Chilburj had two gates (northern and southern ones) through which the central street crossed the town. Initially this was a military fortress therefore its yard was not built up; just in the centre a trace of some construction survived where the fire was kept on.
The fortress was founded in the Late Parthian time (II - III c.c.A.D.). In the Late Sasanian period (V - VII c.c.), Chilburj was a flourishing town with the dense building of shakhristan and rabad; its development was broken off by the Arabian invasion.
The third stage of the town life refers to the period of the developed Middle Ages (X - XII c.c.) when it was used for caravans' halting place; in the X c. a small juma-mosque (34 x 32 m) was built nearby. As a caravanserai Chilburj existed up to the Mongol invasion whereupon it was abandoned completely.
Historical name of the town is not established. For the first time Chilburj was registered by the American mission (R.Pumpelly) at the beginning of the XX century but just after the investigations of the Southern Turkmen Archaeological Complex Expedition (YuTake) in the late 1940's - early 1950's it became widely known.
In the 1980's the joint Turkmen-Russian archaeological expedition (A.G.Gubaev and G.A.Koshelenko) carried out here excavations. Information acquired in the process of these works allowed to conceive the history of this monument more exactly.

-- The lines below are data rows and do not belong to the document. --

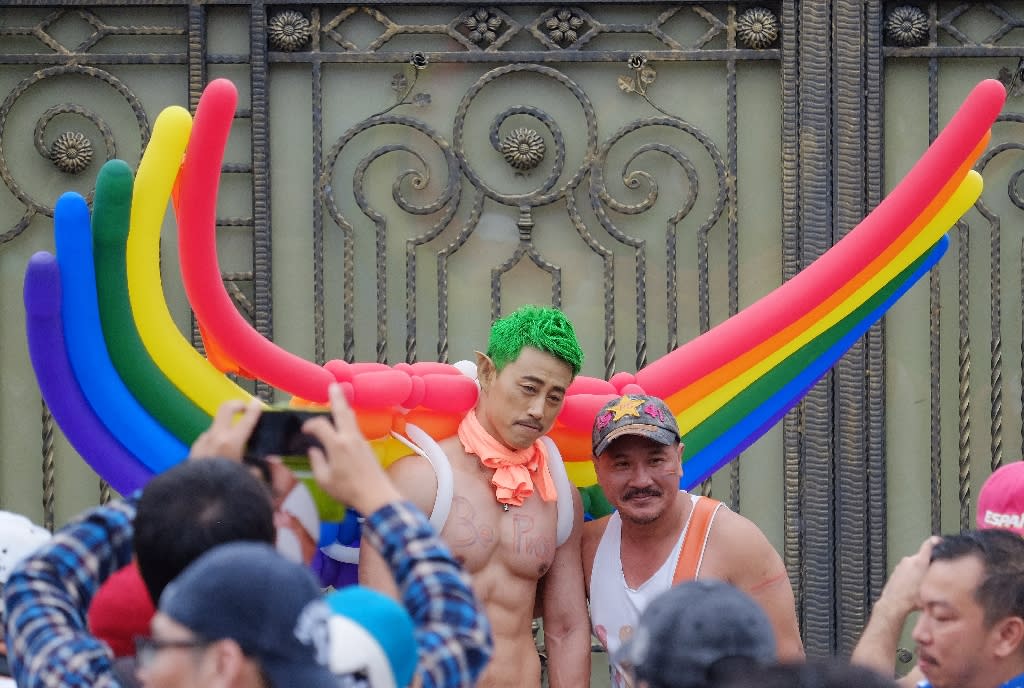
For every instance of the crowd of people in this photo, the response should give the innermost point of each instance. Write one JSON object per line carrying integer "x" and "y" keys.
{"x": 180, "y": 585}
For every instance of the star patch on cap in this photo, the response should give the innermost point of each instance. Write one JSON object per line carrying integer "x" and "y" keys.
{"x": 626, "y": 406}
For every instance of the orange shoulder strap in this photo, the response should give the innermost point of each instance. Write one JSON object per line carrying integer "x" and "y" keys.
{"x": 691, "y": 552}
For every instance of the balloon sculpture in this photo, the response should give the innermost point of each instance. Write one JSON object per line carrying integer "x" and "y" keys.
{"x": 131, "y": 392}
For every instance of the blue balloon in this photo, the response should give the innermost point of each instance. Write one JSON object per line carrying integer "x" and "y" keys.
{"x": 59, "y": 388}
{"x": 112, "y": 401}
{"x": 723, "y": 449}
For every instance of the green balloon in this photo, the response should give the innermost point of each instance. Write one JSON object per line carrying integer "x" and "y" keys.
{"x": 111, "y": 220}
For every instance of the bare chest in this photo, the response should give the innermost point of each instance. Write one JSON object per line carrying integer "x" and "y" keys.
{"x": 482, "y": 534}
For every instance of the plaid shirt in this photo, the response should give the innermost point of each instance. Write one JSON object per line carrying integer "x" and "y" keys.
{"x": 47, "y": 596}
{"x": 452, "y": 632}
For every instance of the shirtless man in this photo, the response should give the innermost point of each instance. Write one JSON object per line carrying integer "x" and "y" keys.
{"x": 502, "y": 525}
{"x": 631, "y": 556}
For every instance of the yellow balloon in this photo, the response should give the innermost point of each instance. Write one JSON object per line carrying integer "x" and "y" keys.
{"x": 174, "y": 354}
{"x": 581, "y": 473}
{"x": 960, "y": 202}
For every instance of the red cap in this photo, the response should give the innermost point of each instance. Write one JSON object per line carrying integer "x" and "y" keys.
{"x": 121, "y": 610}
{"x": 1000, "y": 502}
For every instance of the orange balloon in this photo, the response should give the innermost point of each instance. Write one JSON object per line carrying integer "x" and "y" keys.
{"x": 374, "y": 423}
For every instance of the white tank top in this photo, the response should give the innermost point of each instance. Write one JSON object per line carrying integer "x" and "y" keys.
{"x": 614, "y": 607}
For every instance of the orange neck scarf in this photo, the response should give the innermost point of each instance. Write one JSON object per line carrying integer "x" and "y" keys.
{"x": 515, "y": 470}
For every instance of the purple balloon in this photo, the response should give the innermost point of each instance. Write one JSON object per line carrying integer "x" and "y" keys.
{"x": 334, "y": 573}
{"x": 59, "y": 387}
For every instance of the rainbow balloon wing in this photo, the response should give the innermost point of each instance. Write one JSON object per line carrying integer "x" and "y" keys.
{"x": 727, "y": 387}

The Late Parthian fortress Chilburj continues traditions of the Early Parthian period which are fully reflected in the fortress of Durnaly (I - II c.c. A.D.). Keeping traditional for the Parthian architecture the wall type with numerous towers of rectangular form cut through with embrasures (like in Durnaly).
The principle of gate fortification typical for the Middle Asian antiquity, Chilburj provides the earliest in Middle Asia example of using the wall goffering usual for the VII - X cc. architecture.